- Asian Pacific Group on crucial monitoring visit
While the awkward timing of the Financial Action Task Force-affiliated Asian Pacific Group’s official week long trip commencing Monday can be called into question, coming bang in the midst of a change of administrations, the importance of this first interaction since the country’s grey listing in June can hardly be underestimated or taken lightly as its embraces matters of grave national and economic interest, indeed peril. Pakistan had agreed to implement the 26-point FATF agenda and plug existing alleged loopholes in money laundering and terror financing, spread over fifteen months, to the global watchdog’s satisfaction, and thus avoid possible relegation to the dreaded blacklist of ‘non-cooperating countries or territories’, a high-risk label, attended by stringent sanctions and restrictions on external transactions to protect the international financial system. A perpetual state of denial, delays, passing the buck and lame excuses will not suffice any longer, firstly because of the country’s precarious economic plight, worsening by the day, which is compounded by the parallel friction with the US on Afghanistan and CPEC, and the latter’s pressure exerted on IMF not to let Pakistan off the hook this time.

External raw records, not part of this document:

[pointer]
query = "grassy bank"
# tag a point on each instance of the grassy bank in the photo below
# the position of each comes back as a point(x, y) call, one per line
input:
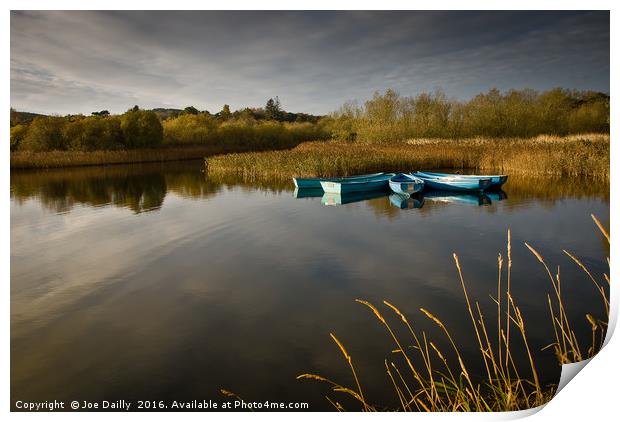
point(584, 155)
point(426, 378)
point(52, 159)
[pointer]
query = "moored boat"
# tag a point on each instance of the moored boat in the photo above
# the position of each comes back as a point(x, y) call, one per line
point(308, 193)
point(452, 197)
point(406, 184)
point(315, 182)
point(454, 183)
point(497, 180)
point(380, 182)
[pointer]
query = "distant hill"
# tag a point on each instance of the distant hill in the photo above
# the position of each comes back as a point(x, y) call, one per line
point(164, 113)
point(18, 117)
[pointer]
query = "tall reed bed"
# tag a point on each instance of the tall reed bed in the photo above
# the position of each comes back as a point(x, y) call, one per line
point(440, 380)
point(54, 159)
point(574, 156)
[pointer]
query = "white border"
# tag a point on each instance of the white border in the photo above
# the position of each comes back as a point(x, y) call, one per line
point(590, 396)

The first step away from perdition rests in the credence of ‘National Risk Assessment Report’ to be submitted to the APG, based hopefully on coordinated, authentic and serious input by the concerned federal and provincial agencies, notably the ministries of Interior and Finance, National Counter-Terrorism Authority, Federal Investigation Agency, Federal Board of Revenue, Security and Exchange Commission of Pakistan, National Task Force on Combating Financial Terrorism and the National Security Committee. There is no time to lose to remove the dangling grey list sword as Pakistan’s current account deficit has swelled to $17.99 billion in 2017-18, trade deficit in July 2018 alone stood at $3.19 billion (exports $1.646 billion, imports 4.838 billion), the 18 percent depreciation in rupee so far proving ineffectual in export growth, and the latest Amnesty Scheme also failing to deliver meaningfully. All Chinese and Saudi bailout packages and goodwill will not work in the long run unless the incoming government helps itself by cracking down hard on money launderers and purveyors of terrorism, whether belonging to the elite or to UNSC designated militants.